Daniele Straquadanio tells about the peculiarities of international pressure in the post-Soviet space
The second-year students of the Comparative Politics of Eurasia programme have just defended their final theses, some of which can already be published as policy papers and academic papers, while others — immediately after a small revision. We ask Daniele Straquadanio, who is about to receive his diploma, to tell us what influences the effectiveness of international pressure on countries that violate human rights.
The role of international pressure in promoting domestic changes in non-democratic regimes is debated in the literature. Critics argue that international pressure often backfires, while other authors emphasize its role in remarkable democratic transitions.

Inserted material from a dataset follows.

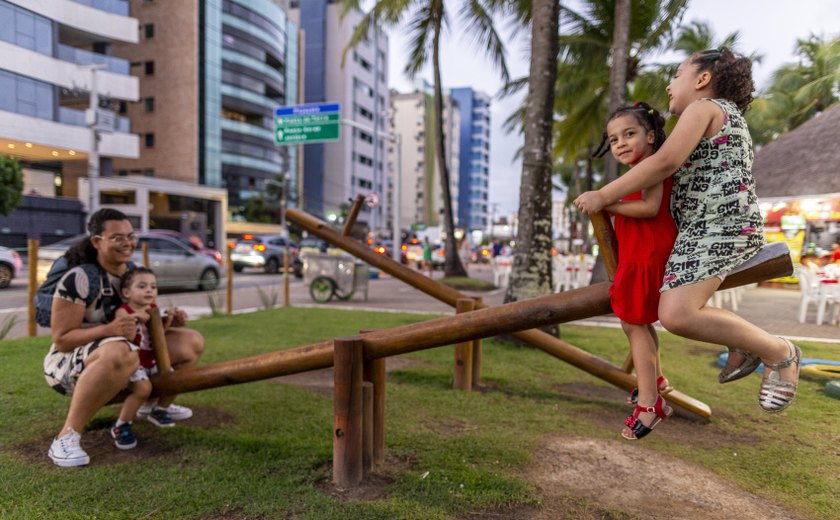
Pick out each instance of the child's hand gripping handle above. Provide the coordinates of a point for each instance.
(158, 340)
(605, 235)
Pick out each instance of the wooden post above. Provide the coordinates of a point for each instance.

In my thesis, I explored the factors that allow exerting effective pressure on post-soviet non-democracies. To do so, I conducted a statistical analysis on one of the most sophisticated instruments at the disposal of the modern international community-The Universal Periodic Review (UPR). During each cycle of this peer-to-peer review, the single States under Review (SuRs) receive recommendations regarding their compliance with the internationally-recognized human rights standards from all the countries participating in the process. Then, the SuRs report the implementation of these recommendations in a National Report issued at the beginning of each cycle of the review.
My analysis shows that the content of the pressure is the main element affecting the likelihood to push domestic changes. In particular, post-soviet non-democracies tend to implement recommendations that entail lower costs to be enforced and do not target sensitive issues such as the ratification of international conventions or domestic violence. Further, while post-soviet hybrid regimes (i.e., States that lie between the status of autocracy and consolidated democracy) are not driven by strategical or political reasons in implementing the recommendations received during the review; namely, the implementation depends exclusively on the content of the recommendation and not on the sender, post-soviet autocracies seem to be more amenable towards ideological sympathizers; namely, the recommendations coming from other autocracies are more likely to be implemented.